I took a surf zone kayaking class and the one thing they told me that sort of stuck was that at some point in a sea kayak, you will broach. You will turn sideways to the wave.
Keeping a sea kayak headed straight in surfing a wave is very hard and is a special skill that needs to be learned. So is handling a broach.
I don't think that you will know if the rudder is useful in the surf until you actually learn more about surf zone kayaking.
That said, with the rudder down, it will hang below the bottom of the boat and might make it hard to brace into the oncoming wave. The rudder will keep the bottom of the boat in place in the water and the wave would be pushing the top of the boat and your body over. In the surf during a broach, you normally would lean into the oncoming wave and brace as it eh wave pushed you sideways.

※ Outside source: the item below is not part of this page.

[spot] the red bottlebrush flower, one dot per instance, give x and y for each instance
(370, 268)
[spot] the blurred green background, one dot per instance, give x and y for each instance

Others with more surf expertise could describe this better and maybe have some first hand knowledge about how the rudder will act in surf situations.
I use a skeg now but when I had a ruddered boat, I used it to keep straight in the wind. Of course steering with the rudder down requires using the rudder since paddling strokes don't have much effect.
That thing about the rudder being out of the water might be true depending on conditions. Someone watching you might be able to tell you more.
P.S. That surf zone class was loads of fun and I learned a lot. I highly recommend it since a book or video can't watch you and tell you what you are doing wrong. I'm a self-taught roller but I don't think I would have managed getting past the initial learning curve without personal instruction.